In the last one year, many small Indian firms, like iron ore exporters, trading and shipping companies have opened offices in Singapore and bought property.

"Indians have been steadily investing in the residential market in Singapore, a major factor being increasing concentration of the Indian business community. The interest rates have also been low, at 2-2.50 per cent, which has led to rising investments," said Sandeep Choudhary, head of an investment advisory firm dealing in Singapore's property market.

The Asia-Pacific region saw the strongest growth in housing prices worldwide, an average rise of 17.8 per cent, for the year ended March, according to a report by Knight Frank. The top performers were the Asian economies of China, Hong Kong and Singapore, all recording an annual growth in excess of 24 per cent.

Hong Kong led the pack with 40 per cent, followed by Singapore at 35 per cent, according to estimates by property dealers in Singapore.

Thus, while globally investments in real estate declined by six per cent in 2009 in US dollar terms, APAC-invested stock grew eight per cent and topped $3 trillion for the first time, according to a latest report by DTZ Research.

Growth was driven primarily by China, and to some extent by India, as the report points out that India and China stand out with growth in invested stock of 33 per cent and 28 per cent, respectively.

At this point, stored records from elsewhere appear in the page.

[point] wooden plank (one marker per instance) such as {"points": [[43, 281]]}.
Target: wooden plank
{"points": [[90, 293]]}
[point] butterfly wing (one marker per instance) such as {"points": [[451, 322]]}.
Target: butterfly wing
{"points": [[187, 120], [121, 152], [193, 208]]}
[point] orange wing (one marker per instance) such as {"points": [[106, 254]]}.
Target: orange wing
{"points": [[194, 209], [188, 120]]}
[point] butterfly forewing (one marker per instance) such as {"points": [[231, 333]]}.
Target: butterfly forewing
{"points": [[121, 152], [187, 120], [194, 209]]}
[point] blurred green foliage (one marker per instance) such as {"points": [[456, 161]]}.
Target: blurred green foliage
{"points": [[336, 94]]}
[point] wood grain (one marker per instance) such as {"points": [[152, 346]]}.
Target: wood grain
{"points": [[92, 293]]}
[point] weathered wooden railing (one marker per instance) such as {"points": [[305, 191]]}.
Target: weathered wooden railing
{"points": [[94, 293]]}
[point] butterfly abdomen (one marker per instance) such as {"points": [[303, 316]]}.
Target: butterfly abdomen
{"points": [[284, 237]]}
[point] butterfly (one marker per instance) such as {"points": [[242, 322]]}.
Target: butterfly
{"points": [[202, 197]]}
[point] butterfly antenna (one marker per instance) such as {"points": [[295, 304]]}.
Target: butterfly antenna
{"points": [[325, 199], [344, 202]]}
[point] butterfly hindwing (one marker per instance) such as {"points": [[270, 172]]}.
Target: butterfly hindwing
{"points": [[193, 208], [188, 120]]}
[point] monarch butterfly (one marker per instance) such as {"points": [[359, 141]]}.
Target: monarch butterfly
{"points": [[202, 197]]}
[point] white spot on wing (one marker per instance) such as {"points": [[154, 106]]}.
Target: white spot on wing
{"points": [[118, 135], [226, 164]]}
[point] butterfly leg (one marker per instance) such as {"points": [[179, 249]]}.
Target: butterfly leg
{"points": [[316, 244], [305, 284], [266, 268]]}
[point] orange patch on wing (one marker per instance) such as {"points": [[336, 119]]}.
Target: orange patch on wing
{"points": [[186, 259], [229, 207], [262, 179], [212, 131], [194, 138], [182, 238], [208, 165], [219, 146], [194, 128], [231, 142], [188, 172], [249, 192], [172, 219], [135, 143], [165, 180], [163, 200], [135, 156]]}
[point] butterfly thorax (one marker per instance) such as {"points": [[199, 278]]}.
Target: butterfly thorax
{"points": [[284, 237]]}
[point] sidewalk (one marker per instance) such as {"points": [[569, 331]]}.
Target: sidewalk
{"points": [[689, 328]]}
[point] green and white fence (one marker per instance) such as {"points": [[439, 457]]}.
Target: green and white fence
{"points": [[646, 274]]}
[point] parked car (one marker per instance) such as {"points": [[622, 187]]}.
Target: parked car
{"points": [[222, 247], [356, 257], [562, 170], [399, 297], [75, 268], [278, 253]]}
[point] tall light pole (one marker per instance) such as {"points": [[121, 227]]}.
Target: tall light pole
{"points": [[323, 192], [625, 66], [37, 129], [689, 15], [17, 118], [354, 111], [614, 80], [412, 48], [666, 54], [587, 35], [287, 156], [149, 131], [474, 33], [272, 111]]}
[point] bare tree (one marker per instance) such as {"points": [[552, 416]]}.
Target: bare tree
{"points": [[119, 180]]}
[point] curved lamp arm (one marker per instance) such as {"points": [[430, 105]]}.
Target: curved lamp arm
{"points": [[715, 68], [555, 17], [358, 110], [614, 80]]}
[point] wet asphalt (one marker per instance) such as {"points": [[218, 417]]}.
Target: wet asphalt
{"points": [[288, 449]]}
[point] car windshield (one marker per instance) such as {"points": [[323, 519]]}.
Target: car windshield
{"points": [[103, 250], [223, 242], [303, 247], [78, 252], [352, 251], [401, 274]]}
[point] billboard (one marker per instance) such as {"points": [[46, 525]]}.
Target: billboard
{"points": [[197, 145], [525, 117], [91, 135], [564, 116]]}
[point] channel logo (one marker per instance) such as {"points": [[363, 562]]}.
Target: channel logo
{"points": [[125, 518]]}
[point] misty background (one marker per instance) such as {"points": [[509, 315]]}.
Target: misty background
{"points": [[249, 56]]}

Therefore, with China's decision to make its currency more flexible, some of the richest Indians might see their investment in the Asian property market further appreciating.

"A strong yuan could lead to speculative buying from overseas (like in 2007). However, the Chinese government is keen on controlling the price increases in residential property at the moment. As a result, the government is unlikely to allow the Yuan to appreciate rapidly to increase the bubbles in the property sector," said Ying Wang, director in Fitch's Asia corporates ratings team, Beijing.

"If the Chinese have more buying power, there could be speculative buying in the rest of Asia," said Choudhary.

"Arguably, the most noticeable trend in global house prices is the ease with which the performance of global housing markets can now be grouped by world region. The top four positions in our rankings are all occupied by Asia-Pacific locations, while Europe dominates the bottom half of the table," according to a recent statement by Liam Bailey, head of residential research, Knight Frank.

Interest rates of as low as 2-2.5 per cent in Singapore, at a time when other Asian economies like China and India have tightened real estate lending norms, have also been a favourable factor for Indian investors. Notably, Hong Kong is turning out to be more expensive than Singapore.

While property price in Singapore is close to S$1000 per square feet, that in Hong Kong is S$3000 per square feet, said a property dealer.

Certainly, if property dealers and consultants are to be believed, it appears that B K Modi will have more to cheer for in the near to medium term.